Sunday, January 4, 2015

The Divorce Papers by Susan Rieger

This was a book unlike any I'd read before.  The Divorce Papers tells the story of a young associate at a law firm handling her first divorce case while also dealing with some of her own personal issues.  However, The gimmick is that it is entirely told through emails, inter-office memoranda, letters, statutes and cases.

Set in 1999 (so back when people used email, but inter-office memoranda and hand written letters were still common), The Divorce Papers follows Sophie Diehl, a young criminal lawyer at a small firm in Narraganset, a fictional state in New England.  Because of scheduling conflicts of her firms' more experienced divorce attorneys, Sophie is called upon to do the intake interview for Mia Meiklejohn Durkheim, the daughter of one of the firm's biggest clients whose marriage is falling apart.  Sophie desperately does not want to get involved with a divorce case, but she has a rapport with Mia, and Mia specifically requests that Sophie be the primary attorney on her case.  Sophie must deal with office drama, a sleazy, bully opposing counsel, and her relative inexperience to settle the separation while juggling boyfriends and issues lingering from her parents' divorce (seen through emails with her best friend).

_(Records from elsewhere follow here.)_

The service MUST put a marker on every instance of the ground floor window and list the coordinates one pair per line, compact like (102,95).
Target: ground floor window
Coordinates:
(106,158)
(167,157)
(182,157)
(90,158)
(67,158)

I'm not sure if I enjoyed this book more or less because I'm an attorney.  On one hand, I loved that portions of the book were invented cases about relevant law and excerpts of Narraganset state statutes.  The negotiations were interesting and the effects of the divorce on the couple's 11 year old daughter were heart wrenching.  On the other hand, having worked in a small firm, a lot of the office drama didn't rang false, and the way the associate interacted with the partners was bizarre (like the one partner who ended his letters "Love, Joe").  Also, there wasn't a ton of drama or character development.  The stakes were pretty low because the couple has millions in investments and the wife, who the reader is supposed to root for, is an heiress.  Several times Sophie used interesting arguments to bolster Mia's side during negotiations, and while I thought they were interesting academically, it was hard not to think, "Who cares? You're both still going to be rich either way and this is making your daughter miserable. Stop squabbling over the extra few hundred grand."

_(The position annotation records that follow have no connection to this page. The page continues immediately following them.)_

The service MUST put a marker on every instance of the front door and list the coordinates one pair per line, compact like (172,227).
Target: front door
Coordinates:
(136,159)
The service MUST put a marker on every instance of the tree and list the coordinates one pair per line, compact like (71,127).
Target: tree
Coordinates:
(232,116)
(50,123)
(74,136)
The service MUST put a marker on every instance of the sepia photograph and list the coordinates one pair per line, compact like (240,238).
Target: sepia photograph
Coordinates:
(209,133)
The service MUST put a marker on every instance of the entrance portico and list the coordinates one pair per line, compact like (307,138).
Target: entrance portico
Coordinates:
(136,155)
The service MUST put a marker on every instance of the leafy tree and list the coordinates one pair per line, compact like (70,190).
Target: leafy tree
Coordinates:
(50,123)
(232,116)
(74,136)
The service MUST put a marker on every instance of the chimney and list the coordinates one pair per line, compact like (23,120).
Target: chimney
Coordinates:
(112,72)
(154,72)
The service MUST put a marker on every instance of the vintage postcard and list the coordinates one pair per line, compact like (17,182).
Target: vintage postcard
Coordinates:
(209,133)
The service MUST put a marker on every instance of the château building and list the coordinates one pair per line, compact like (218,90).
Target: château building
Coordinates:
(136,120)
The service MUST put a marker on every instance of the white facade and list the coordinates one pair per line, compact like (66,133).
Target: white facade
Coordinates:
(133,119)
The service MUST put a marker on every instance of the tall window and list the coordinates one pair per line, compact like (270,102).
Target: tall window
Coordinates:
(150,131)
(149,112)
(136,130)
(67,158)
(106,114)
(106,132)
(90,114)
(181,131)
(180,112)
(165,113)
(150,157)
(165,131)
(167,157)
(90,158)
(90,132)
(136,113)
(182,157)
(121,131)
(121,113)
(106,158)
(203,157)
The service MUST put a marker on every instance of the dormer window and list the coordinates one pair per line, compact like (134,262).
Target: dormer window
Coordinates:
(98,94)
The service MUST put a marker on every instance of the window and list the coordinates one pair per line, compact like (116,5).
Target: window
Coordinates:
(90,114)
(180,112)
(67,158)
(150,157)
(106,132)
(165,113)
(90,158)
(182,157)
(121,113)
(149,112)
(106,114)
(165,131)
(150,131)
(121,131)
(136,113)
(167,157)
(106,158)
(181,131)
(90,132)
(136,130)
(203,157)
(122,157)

Still, though there wasn't much drama, the procedural aspects were very well done and I enjoyed the novel.

Side note: I heard about this book after reading a Jezebel article about how the cover (the paperback version is above and the hardback version is just as PINK!) had gotten the chick lit treatment.  The article argued that it was a sign that the publisher was pigeonholing a serious book into the fluffy, women's section because it was written by a woman who, though she is a legal scholar and former Yale dean, hadn't written fiction before.  On one hand, I object to the idea that because something is marketed to women, it isn't serious or worthy of respect.  On the other, I understand that what they were saying is that the decision makers at the publisher (who, most likely, are old white men) consider "chick lit" to be less than, not that it actually is.  But in general, it's interesting to think about how we actually do judge books by their covers and how publisher's intend us to.

2 comments:

Christopher said...

I think I agree with Jezebel. That cover is pretty bad.

Brent Waggoner said...

I kind of like the cover but it definitely communicates an unserious book. It's the female book equivalent of a guy with machine gun and a couple scantily clad women. Of course, they'd never put something like that on, say, Philip Roth.